Still, while IBM did trademark an "e" logo curlicued to look somewhat like an @ sign, the fact that "e-business" was open game was not lost on competitors. "Biggest mistake they [IBM] ever made," said Mark Jarvis, svp-worldwide marketing for software rival Oracle. "They spent $400 million creating something called e-business, and we have been most successful turning e-business into market share with a minimum of marketing."

Indeed, Oracle appears to have used the phrase with success. Still, Caponnetto denied the failure to trademark" e-business" represented an oversight of any kind. "We wanted to create a category. It wouldn't have worked if we went the proprietary route," she said.

Caponnetto noted that, while "all of a sudden everybody was using 'e-business,'" in research IBM'S association with the term outpaces that of its closest competitor by 5 to 1.

"No company is gaining ground," Merserau said. "Nobody's made any inroads at all."

"Certainly the market has become very cluttered, but we have the advantage because we've been there since the get-go," Caponnetto said.

Branding companies say the surfeit of "e and "i's" is more broadly symptomatic of a rush to snare Internet domain names, the Web addresses usually ending in .com (see Top of Mind, page 20). By that argument, even with their clear imperfections, those names still may be better than anything else that's available.

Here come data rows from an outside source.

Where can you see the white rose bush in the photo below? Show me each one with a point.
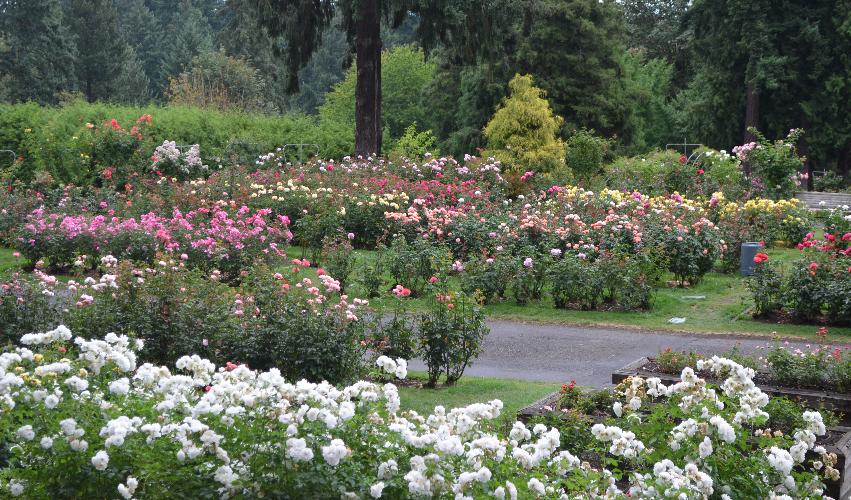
(84, 418)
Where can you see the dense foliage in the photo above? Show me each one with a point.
(644, 73)
(107, 422)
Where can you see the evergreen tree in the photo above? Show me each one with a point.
(131, 85)
(301, 23)
(657, 27)
(404, 75)
(38, 53)
(100, 47)
(583, 79)
(523, 132)
(143, 33)
(188, 35)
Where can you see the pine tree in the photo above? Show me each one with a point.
(143, 33)
(523, 132)
(39, 55)
(100, 47)
(188, 35)
(131, 85)
(583, 77)
(302, 22)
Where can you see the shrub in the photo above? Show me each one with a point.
(488, 278)
(766, 288)
(451, 335)
(791, 369)
(523, 133)
(415, 144)
(188, 431)
(529, 276)
(773, 165)
(645, 174)
(372, 273)
(585, 152)
(338, 259)
(218, 81)
(397, 337)
(576, 283)
(830, 182)
(417, 263)
(691, 251)
(53, 139)
(803, 290)
(305, 329)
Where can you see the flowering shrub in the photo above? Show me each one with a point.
(169, 161)
(451, 334)
(773, 165)
(416, 264)
(529, 276)
(818, 367)
(766, 287)
(612, 281)
(488, 278)
(108, 424)
(227, 239)
(284, 319)
(691, 251)
(813, 289)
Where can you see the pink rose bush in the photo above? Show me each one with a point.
(208, 237)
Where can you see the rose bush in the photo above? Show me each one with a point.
(87, 419)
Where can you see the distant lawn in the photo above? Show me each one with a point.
(514, 394)
(724, 308)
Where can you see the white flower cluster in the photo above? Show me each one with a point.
(398, 368)
(254, 434)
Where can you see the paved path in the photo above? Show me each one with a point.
(558, 353)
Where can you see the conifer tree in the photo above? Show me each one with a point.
(38, 51)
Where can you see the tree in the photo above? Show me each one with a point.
(188, 35)
(404, 75)
(301, 23)
(143, 33)
(583, 79)
(241, 37)
(523, 132)
(100, 47)
(216, 80)
(131, 85)
(38, 53)
(656, 26)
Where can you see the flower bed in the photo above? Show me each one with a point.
(107, 424)
(210, 238)
(839, 402)
(837, 439)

"Just five years ago there were only 5,000 domain names," said Naseem Javed, president of ABC Namebank, NewYork. "Today there are 11,000 new ones a day"

"There are so many new brands in dot.com that our naming group is overrun," Adamson said. "Everyone comes in saying they want short, memorable names and they have buckets of money Unfortunately that's the one thing we can't deliver."

Those stuck in a naming conundrum can take heart, though. Even venerable Apple has come up short recently When the company tried to import its AirPort wireless communication device to Japan, it found the name was already taken and changed it to AirMac.

Similarly, IBM had trouble when it was trying to re-name its line of PC servers in 1997. It dug into its wealth of old brand names to find "Netfinity." Not, to their credit, iNfinity but Netfinity So far, indications are that it was a good choice, thanks in part to an attention-getting ad campaign from Ogilvy.